Statistical analyses

Data were shown as Means±SEM and analyzed with 1-way ANOVA followed by Tukey’s honestly significant difference. P<0.05 was considered significant compared to the Aβ25-35 treatment or the control group.

3. Results

Thymol and Carvacrol improving effect on Aβ25–35 induced cognitive impairment

Escape latency was significantly different between Aβ and the control groups (P<0.01), showing cognitive impairment caused by Aβ administration into the rat hippocampus. However, in animals that received thymol and carvacrol, this deficit was significantly attenuated. As shown in Figure 1, escape latencies during the four days with the hidden platform were significantly different among the tested groups. Post-hoc analysis indicated that Aβ25-35 significantly increased escape latency (P<0.01) compared to the control group. Thymol and carvacrol at doses of 0.5, 1, or 2 mg/kg reduced Aβ25-35 effects (Figure 1).

Figure 1.

Figure 1.

Open in a new tab

Mean Escape Latencies in Seconds in Each Group yo Locate the Platform in the Morris Water Maze

The latency time in Aβ-received rats was significantly greater than the control group (##P<0.01), while it was significantly shorter in the thymol and carvacrol groups than the Aβ group (*P<0.05, **P<0.01). Ten groups were tested (n=10): control, Aβ, Aβ+Tween, Aβ+0.5 mg/kg Thy, Aβ+1 mg/kg Thy, Aβ+2 mg/kg Thy, Aβ+0.5 mg/kg Car, Aβ+1 mg/kg Car, Aβ+2 mg/kg Car. Error bars indicate±SEM.
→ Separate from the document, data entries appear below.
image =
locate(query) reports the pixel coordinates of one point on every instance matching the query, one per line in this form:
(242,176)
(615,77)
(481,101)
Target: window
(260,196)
Car: carvacrol; Thy: thymol.

Effect of Thymol and Carvacrol on PKC activity in hippocampal neurons

Enzyme activity was determined using an assay kit (Enzo Life Science, USA). Protein samples extracted from the hippocampus of the Aβ group considerably inhibited PKC activity compared to the control. Treatment with thymol and carvacrol at concentrations of 0.5, 1, and 2 mg/kg could also significantly induce the PKC activity (Figure 2).

Figure 2.

Figure 2.

Open in a new tab

Thymol and Carvacrol Effect on Protein Kinase C (PKC) activity inhibited by amyloid beta (Aβ)

The PKC activity was significantly lower in Aβ samples compare to the control group (#P<0.05). While compared to Aβ, the PKC activity was significantly higher in the carvacrol (a), thymol (b) (1 mg/kg and 2 mg/kg) and bryostatin (0.2 nM) groups. The data were shown as Mean±SEM. #P<0.05 vs. control, *P<0.05, **P<0.01, ***P<0.001 vs Aβ. Experiments were performed in triplicate.
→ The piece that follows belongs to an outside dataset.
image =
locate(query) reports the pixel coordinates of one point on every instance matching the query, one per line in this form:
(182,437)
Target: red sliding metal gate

Car: carvacrol; Thy: thymol.

Thymol and Carvacrol increased the expression of PKCα

To determine the mechanism of the thymol and carvacrol effect, the protein expression of PKCα was accessed with western blotting in the hippocampus. In the Aβ+ thymol, carvacrol, or bryostatin group, PKCα expression was significantly higher than in the Aβ group (P < 0.01, Figure 3 parts a and b). Therefore, thymol and carvacrol upregulated PKCα expression in the brain and can exert their neuroprotective effects by activating PKC.

Figure 3.

Figure 3.

Open in a new tab

The Effect of Carvacrol (a) and Thymol (b) on Protein Kinase C (PKC)α Expression in Rat Hippocampus

Representative Western blots of levels of PKCα expression were detected with rabbit polyclonal anti-PKCα (sc-208). This Figure shows the western blot of PKCα and the quantification with densitometry. There was a significant reduction of PKCα expression in the Aβ group compared to the control group (#P<0.05). While compared to the Aβ group, PKC expression was significantly higher in carvacrol (a), thymol (b) (1 mg/kg and 2 mg/kg) and Bryostatin (0.2 nM) groups (*P<0.05). Densitometric analysis is expressed after normalizing the levels of β-actin. Data are presented as the Mean±SEM. Experiments were carried out in triplicate. #P<0.05 vs control, *P<0.05, **P<0.01 vs Aβ.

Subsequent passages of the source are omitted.